As for the here and now (much wrangling and shifting and revision in the background), how about this: I think I agree somewhat that Wolf Face and Vivid are thematically similar — I mean, for one thing both books contain a lot of me talking — no speakers. I think, too, that both books contain healthy doses of skepticism and anxiety (some would I’m sure say neurosis) with regard to being and meaning in this world. In WWV I start out screaming and inventing “a monster,” and in Wolf Face “it’s dawn and the low baby’s crying.” So in that sense, both books are trying hard to see and live and work through the noise of being, and I think both books pose questions about our responsibilities to ourselves and others, and even to the things we make…

I actually think this is sort of tough for me to articulate, because I’ve been so focused on articulating the differences between the two books. I mean, Vivid is all over the friggin’ place, surreal, art-centric, a trying-anything-just-because first book. If it’s about anything (as opposed to being a book of individual poems that go from p. 1 to p. 88), it’s about the instability of the self, and both the anxiety and excitement that go along with that. Don’t get me wrong, I’m proud of Who’s Who Vivid, but I think Wolf Face is certainly more located, grounded, and direct — less weird for its own sake, and more weird because life is actually really weird. Furthermore, I feel like Wolf Face is more cohesive as a BOOK, not just poems collected. I mean, it even has a setting, right here in Cincinnati in this house where I live, where I write. My wife, my daughter, my friends are everywhere present… the music is playing upstairs, even now. In other words, Wolf Face is a book about stability by almost any measure — a stability that if one’s lucky comes from one’s surroundings, the company one keeps, the choices one makes. And yet, in a larger sense the book’s about the slipperiness of those appearances of stability, the ways in which the surfaces and depths of things, not only often don’t match up, but potentially contradict each other.

This inability to just believe totally that all the good things are really good things — and that they’ll last, that we’ll live — is a big part what drives the new book. “Aside from the wolf, things go well,” wrote Richard Hugo. Everybody has a wolf. Mine is constantly (nearly) running me down, causing me to look over my shoulder. Sometimes I run into trees, and it hits me. Paranoia. Anxiety. “Life is great, but you better watch out.”

So yes, these poems are accelerated — that’s true. I’m in a big damn hurry to stay alive. I think after my daughter Agnes came along things sped up incredibly. Everything was immediately more complicated and serious, but also more exuberant and ridiculous and uncertain — including the poems. Nothing in this book is what it appears to be, and everything is exactly what it says. The poems demonstrate a particular way of paying attention, but they’re also often ABOUT real things (both concrete and abstract) that I hope other people — for instance, people like you who I’ve known for all these years — can connect with and relate to on multiple levels from a variety of angles with strangeness and weird joy and holy shit singing.

Entire Interview: http://www.bookslut.com/features/2010_11_016792.php

CONTRAST

Hart makes far less sense to me than [Dean] Young (not a criticism mind you).

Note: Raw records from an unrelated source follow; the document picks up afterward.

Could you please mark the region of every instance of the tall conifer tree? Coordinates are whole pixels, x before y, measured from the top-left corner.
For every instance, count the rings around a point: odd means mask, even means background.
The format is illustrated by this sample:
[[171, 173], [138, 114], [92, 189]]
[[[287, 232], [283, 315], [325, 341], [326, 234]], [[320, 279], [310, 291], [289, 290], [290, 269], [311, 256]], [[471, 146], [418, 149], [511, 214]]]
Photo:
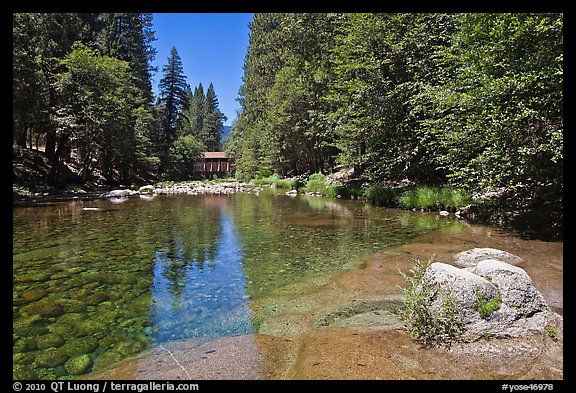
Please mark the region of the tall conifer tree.
[[227, 119], [218, 108], [218, 97], [214, 91], [214, 85], [210, 83], [206, 91], [204, 124], [202, 126], [202, 139], [209, 151], [219, 151], [221, 149], [224, 122]]
[[175, 47], [172, 47], [168, 64], [162, 68], [162, 72], [164, 77], [159, 84], [160, 129], [156, 136], [160, 172], [166, 169], [170, 145], [177, 137], [178, 119], [188, 99], [182, 60]]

Young is one step from the middle of the doesn’t make sense/makes sense continuum and Hart is all the way at the end of the line, practically.  Hart doesn’t seem to want to spread much of a message to his readers, rather to provoke a feeling of some sort to connect his readers with his work.  He definitely utilizes (to use Mister Beitelman’s word) idioglossia, but much of it indeed rarely makes sense (refer to language movement).  Hart likes more than anything to show his internalized experience as a human being and how the way the world works, much like Dickinson and Whitman.  Just in a much more abstract manner.